Inhibition of spermatogenesis. The sperm count and the volume of ejaculate is reduced. Infertility is usual, and there may be azoospermia after eight weeks. There is usually slight atrophy of the seminiferous tubules. Follow up examinations have shown these changes to be reversible, spermatogenesis usually reverting to its previous state about three to five months after stopping treatment or in some users up to 20 months. That spermatogenesis can recover even after very long treatment is uncertain. There is evidence that abnormal sperms, which might give rise to malformed embryos, are produced during treatment.

Thromboembolism: Patients with a history of thrombosis may be at risk of recurrence of the disease during cyproterone acetate therapy.

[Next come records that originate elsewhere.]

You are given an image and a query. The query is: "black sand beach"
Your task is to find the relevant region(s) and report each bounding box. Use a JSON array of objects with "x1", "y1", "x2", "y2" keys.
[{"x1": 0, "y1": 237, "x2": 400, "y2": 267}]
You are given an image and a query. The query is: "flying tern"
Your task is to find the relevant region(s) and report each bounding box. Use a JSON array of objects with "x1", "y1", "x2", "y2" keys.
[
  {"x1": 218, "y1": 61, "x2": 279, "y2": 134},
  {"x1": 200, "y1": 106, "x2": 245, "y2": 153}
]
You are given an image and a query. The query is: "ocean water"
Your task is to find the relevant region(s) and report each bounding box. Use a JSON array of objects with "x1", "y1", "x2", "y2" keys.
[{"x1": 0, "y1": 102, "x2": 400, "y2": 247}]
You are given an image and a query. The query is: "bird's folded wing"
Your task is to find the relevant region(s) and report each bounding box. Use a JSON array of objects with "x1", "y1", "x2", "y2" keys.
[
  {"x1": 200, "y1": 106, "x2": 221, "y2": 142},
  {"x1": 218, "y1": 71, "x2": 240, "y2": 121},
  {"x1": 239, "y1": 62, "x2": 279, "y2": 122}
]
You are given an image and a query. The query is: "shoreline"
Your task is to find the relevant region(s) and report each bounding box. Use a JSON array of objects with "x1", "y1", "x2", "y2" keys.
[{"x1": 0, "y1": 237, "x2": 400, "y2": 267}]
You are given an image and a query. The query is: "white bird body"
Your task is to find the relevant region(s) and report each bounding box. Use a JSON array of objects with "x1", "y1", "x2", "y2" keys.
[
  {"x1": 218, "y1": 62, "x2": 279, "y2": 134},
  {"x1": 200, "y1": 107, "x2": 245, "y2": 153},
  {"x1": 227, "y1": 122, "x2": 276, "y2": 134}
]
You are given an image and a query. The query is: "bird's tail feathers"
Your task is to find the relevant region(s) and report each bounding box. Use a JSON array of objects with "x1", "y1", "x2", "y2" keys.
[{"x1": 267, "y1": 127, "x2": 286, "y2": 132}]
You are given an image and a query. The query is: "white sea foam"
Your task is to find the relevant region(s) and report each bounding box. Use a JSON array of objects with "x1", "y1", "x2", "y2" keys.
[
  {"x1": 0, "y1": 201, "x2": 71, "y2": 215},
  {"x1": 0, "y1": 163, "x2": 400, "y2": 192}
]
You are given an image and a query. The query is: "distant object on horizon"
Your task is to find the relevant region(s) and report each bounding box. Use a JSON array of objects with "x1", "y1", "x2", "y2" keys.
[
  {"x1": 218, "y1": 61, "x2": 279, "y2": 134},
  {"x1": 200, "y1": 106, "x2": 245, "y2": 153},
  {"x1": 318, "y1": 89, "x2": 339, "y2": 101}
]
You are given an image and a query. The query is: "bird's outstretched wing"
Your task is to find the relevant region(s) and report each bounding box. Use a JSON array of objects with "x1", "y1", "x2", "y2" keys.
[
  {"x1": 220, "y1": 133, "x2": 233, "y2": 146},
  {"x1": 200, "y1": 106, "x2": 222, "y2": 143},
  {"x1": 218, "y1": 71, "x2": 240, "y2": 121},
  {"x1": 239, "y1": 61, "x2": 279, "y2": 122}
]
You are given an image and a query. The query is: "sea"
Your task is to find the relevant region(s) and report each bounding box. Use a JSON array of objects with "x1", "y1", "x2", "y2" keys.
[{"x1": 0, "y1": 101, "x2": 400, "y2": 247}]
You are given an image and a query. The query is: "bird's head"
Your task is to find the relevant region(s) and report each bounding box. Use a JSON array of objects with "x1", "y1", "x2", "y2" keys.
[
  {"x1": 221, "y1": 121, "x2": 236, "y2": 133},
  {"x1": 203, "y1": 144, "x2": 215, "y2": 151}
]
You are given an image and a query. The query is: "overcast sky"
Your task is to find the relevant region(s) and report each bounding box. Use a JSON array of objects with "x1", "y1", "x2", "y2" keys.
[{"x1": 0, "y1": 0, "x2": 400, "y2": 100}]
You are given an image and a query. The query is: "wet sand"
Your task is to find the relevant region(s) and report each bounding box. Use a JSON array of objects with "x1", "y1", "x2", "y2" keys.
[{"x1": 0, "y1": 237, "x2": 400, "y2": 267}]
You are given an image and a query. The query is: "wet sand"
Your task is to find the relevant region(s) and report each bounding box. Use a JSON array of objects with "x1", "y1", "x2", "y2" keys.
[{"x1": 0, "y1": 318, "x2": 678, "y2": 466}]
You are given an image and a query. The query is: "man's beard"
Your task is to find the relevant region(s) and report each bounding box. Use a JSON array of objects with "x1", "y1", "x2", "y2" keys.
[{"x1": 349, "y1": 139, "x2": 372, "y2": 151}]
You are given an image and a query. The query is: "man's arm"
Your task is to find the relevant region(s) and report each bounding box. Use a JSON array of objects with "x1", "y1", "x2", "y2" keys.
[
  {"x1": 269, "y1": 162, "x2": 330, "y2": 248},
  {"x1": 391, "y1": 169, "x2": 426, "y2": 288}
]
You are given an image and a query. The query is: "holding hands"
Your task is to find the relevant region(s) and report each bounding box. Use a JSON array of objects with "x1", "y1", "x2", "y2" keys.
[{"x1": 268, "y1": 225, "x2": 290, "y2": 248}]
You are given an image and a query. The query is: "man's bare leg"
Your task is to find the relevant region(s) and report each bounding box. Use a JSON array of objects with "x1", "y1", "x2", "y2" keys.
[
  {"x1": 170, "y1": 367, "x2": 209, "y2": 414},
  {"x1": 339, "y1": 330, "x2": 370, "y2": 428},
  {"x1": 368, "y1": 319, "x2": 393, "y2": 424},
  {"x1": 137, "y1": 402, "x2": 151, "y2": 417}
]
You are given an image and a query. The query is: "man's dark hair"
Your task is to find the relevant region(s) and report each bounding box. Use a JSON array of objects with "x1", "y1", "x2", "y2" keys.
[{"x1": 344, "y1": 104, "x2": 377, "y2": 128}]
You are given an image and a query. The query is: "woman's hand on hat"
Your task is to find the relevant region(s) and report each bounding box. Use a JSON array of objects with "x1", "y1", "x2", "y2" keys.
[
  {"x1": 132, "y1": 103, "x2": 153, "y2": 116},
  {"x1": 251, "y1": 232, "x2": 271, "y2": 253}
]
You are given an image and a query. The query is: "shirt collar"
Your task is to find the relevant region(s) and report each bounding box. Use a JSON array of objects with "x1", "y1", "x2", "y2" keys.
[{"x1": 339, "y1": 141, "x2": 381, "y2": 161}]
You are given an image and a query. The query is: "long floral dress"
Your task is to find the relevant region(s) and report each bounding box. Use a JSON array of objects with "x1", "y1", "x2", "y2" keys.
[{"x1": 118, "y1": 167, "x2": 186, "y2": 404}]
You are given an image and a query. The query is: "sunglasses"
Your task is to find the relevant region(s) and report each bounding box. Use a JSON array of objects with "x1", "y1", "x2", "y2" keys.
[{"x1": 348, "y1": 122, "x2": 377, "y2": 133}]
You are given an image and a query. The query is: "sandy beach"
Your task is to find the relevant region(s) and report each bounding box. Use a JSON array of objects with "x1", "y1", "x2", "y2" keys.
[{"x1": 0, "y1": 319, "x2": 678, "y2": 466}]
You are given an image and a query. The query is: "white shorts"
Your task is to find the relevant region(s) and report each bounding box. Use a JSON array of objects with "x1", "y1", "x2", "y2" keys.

In patients with a history of thromboembolic processes or suffering from sickle-cell anaemia or severe diabetes with vascular changes, the risk:benefit ratio must be considered carefully in each individual case before cyproterone acetate is prescribed.

In very rare cases, the occurrence of thromboembolic events has been reported in temporal association with the use of cyproterone acetate; a causal relationship seems however questionable.

Chronic Depression: It has been found that some patients with severe chronic depression deteriorate whilst taking cyproterone acetate therapy.

Tiredness: Fatigue and lassitude are common in the first few weeks of treatment but become less from the third month.

Breathlessness: A sensation of shortness of breath may occur under high-dose treatment with cyproterone acetate, owing to the know stimulatory effect of progesterone and synthetic progestogens on breathing, which is accompanied by hypocapnia and compensatory alkalosis, and is not considered to require treatment.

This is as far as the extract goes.